Возможно, Ольга не выговаривала слова песни, только напевала мотив, возможно, он сам повторял их, убаюкивая себя. Пошатнувшись, просыпался, укорял себя, считая и сон слабостью: все у него не как у людей, не как у героев прочитанных книг — то лихорадит, то клонит ко сну.
Ольга позвала громко, тоном приказа, как сердитая жена мужа:
— Иди сюда! Покачай эту юлу. Может, у тебя уснет.

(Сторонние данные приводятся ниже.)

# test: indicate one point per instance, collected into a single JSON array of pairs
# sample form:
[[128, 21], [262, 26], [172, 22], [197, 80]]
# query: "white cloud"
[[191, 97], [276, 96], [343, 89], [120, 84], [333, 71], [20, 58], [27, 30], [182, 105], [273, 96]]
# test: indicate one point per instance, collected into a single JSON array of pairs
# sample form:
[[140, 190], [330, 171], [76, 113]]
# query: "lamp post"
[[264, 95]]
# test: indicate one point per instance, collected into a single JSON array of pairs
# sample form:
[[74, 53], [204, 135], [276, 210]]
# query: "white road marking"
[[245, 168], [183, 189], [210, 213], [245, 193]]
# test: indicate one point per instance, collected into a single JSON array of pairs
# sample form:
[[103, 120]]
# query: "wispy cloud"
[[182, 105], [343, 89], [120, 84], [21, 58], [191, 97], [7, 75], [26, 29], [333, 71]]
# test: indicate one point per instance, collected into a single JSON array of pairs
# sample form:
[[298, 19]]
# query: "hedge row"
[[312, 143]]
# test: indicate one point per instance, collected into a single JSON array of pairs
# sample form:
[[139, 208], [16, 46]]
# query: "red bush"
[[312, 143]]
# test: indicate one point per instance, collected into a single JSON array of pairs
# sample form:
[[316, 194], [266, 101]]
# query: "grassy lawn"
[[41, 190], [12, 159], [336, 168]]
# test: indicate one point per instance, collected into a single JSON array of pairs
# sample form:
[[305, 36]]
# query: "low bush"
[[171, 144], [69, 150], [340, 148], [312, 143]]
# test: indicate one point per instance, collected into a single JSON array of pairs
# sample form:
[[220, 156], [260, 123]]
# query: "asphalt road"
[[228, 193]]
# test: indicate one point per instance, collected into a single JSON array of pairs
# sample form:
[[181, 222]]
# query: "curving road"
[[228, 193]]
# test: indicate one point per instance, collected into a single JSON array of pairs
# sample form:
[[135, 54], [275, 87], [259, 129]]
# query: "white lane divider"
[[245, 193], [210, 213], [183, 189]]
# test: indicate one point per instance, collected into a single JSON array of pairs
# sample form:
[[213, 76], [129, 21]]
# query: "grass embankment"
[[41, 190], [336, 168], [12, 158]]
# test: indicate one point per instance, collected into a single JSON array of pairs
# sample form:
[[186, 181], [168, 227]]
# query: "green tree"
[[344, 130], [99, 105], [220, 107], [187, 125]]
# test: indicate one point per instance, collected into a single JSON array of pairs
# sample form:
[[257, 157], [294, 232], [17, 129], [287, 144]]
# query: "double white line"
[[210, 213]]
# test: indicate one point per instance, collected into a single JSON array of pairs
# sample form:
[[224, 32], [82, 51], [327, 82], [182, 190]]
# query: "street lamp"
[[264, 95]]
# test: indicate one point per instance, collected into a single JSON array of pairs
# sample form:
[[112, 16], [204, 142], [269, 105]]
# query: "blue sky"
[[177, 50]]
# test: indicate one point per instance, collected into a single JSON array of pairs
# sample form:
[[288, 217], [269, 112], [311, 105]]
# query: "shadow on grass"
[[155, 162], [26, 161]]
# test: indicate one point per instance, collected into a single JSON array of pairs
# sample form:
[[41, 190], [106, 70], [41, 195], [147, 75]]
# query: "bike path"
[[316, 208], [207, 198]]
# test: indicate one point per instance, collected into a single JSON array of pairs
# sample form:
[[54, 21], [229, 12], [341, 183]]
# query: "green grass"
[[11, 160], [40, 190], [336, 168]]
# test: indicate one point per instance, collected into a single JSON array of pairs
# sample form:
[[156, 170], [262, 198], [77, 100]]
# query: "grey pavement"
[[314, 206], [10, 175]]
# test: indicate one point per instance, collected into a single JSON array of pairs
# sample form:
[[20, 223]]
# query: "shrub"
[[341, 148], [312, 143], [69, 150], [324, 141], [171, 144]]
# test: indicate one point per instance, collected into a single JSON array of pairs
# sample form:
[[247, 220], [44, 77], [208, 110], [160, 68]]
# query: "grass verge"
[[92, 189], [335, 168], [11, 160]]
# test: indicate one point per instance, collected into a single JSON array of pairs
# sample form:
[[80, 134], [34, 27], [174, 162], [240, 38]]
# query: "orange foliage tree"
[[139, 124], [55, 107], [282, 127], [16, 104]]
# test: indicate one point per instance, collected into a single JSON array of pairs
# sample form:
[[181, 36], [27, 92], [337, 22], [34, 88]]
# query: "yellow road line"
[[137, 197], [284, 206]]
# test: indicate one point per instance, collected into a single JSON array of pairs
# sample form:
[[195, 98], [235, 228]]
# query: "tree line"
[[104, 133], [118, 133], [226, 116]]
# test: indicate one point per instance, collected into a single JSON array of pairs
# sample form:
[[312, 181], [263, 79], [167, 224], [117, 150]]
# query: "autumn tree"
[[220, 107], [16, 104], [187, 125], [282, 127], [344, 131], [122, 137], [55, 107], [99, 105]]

Чтобы окончательно успокоиться, Ольге необходимо было что-то делать, действовать. Тянуло проверить, не случилось ли чего-нибудь необычного вокруг, не перевернулся ли весь мир.
Олесь спросил вслед:
— Куда ты?
Она не ответила и не остановилась. Только постояла, затаившись, в темном коридоре, слушая, что делается во дворе. Понимала, что если бы они пришли, то загремели, загрохотали бы на всю Комаровку. Однако все равно выглянула из двери осторожно, будто враг мог сторожить за углом. Так же осторожно обошла двор, проверила, нет ли на свежем снегу следов. В темный хлев заглянуть побоялась, только потрогала задвижку. Послушала вечерний город. Он дышал, жил затаенной жизнью. Тут, на Комаровке, где-то на соседней улице, мирно скрипели сани и бодро фыркал конь. А где-то там, в центре, на Советской, громко играла немецкая музыка. Завоеватели веселились. Может быть, у них действительно праздник? Кричали же недавно громкоговорители на рынке, что доблестные войска фюрера вступили в большевистскую столицу. Ольга не была в Москве, но от мысли, что в Москве немцы, у нее больно сжалось сердце.